| Nr. 286/10

Angesichts der rasanten Entwicklung des Internets ist eine noch kürzere Evaluationsphase notwendig

In der Debatte um den Vierzehnten Rundfunkänderungsstaatsvertrag der Länder hat CDU-Fraktionschef von Boetticher eine Verkürzung der Evaluationsphase gefordert.
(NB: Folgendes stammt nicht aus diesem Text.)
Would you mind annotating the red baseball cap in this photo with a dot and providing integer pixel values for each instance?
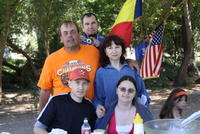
(79, 73)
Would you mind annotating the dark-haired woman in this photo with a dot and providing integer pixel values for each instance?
(174, 104)
(113, 67)
(120, 114)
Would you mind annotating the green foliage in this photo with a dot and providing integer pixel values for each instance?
(168, 73)
(43, 18)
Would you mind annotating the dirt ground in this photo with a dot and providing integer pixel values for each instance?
(18, 112)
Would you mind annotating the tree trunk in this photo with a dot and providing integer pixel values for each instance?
(188, 45)
(2, 46)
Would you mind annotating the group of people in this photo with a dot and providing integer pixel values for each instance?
(90, 78)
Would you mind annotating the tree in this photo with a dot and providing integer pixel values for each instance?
(7, 10)
(188, 45)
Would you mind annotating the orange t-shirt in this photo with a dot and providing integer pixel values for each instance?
(59, 64)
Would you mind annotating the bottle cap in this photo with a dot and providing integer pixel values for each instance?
(85, 120)
(138, 119)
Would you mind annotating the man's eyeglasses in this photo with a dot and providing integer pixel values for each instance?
(123, 89)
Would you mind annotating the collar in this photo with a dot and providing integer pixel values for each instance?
(110, 66)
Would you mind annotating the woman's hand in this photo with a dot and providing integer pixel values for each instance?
(100, 111)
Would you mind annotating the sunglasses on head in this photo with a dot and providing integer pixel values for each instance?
(123, 89)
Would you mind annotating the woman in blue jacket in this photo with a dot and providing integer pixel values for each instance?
(113, 67)
(120, 114)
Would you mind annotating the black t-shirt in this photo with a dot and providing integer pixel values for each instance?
(64, 113)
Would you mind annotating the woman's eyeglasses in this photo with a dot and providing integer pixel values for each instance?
(123, 89)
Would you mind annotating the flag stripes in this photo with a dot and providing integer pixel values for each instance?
(151, 64)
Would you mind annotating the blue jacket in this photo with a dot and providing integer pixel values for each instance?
(101, 123)
(106, 81)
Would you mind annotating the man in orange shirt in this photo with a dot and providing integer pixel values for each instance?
(58, 65)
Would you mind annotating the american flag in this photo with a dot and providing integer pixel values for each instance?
(151, 63)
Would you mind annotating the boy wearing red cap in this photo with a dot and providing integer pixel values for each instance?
(67, 111)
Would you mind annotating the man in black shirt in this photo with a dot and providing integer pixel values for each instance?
(67, 111)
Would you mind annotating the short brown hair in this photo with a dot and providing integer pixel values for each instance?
(67, 22)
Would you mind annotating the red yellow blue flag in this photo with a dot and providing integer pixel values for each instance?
(123, 25)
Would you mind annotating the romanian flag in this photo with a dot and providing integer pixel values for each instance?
(123, 25)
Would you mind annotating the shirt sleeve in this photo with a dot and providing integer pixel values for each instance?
(45, 80)
(99, 97)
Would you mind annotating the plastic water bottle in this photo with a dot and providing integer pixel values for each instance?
(85, 128)
(138, 125)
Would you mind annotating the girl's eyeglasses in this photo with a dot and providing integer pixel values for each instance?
(129, 90)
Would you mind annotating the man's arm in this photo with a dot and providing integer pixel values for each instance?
(44, 96)
(38, 130)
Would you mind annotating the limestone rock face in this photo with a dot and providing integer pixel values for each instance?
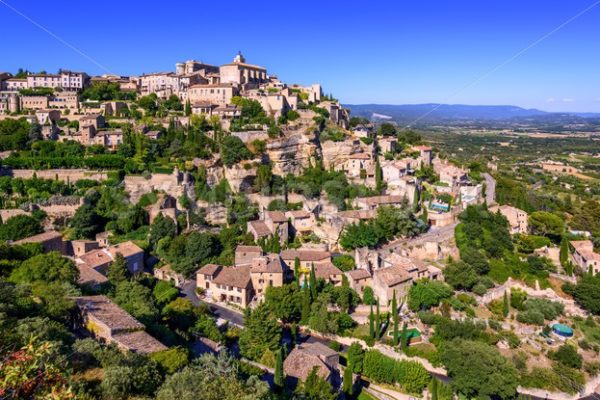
(336, 153)
(240, 177)
(292, 153)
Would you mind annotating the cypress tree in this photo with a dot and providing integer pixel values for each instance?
(404, 341)
(434, 389)
(313, 283)
(378, 319)
(117, 270)
(564, 251)
(278, 379)
(297, 269)
(395, 318)
(371, 323)
(305, 311)
(348, 381)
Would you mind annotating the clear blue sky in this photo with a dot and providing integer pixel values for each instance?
(392, 52)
Gleichzeitig warnte er vor dem Eindruck, durch die Änderungen zum Jugendschutz würden die Eltern aus der Pflicht genommen:

„Es ist richtig und notwendig, unverzüglich die Alterskennzeichnung zum Schutz von Kindern und Jugendlichen im Staatsvertrag aufzunehmen. Allerdings kann auch und gerade im Internet die Regelungskompetenz des Staates die Aufsicht und Begleitung der Mediennutzung durch die Eltern niemals ersetzen“, erklärte von Boetticher.

Vor diesem Hintergrund sei die Evaluationsphase der Novellierung auf zwei Jahre zu verkürzen: „Das Internet entwickelt sich rasant. Wir müssen deshalb hier noch sorgfältiger darauf achten, dass unsere Maßnahmen zielgenau greifen“, so von Boetticher abschließend.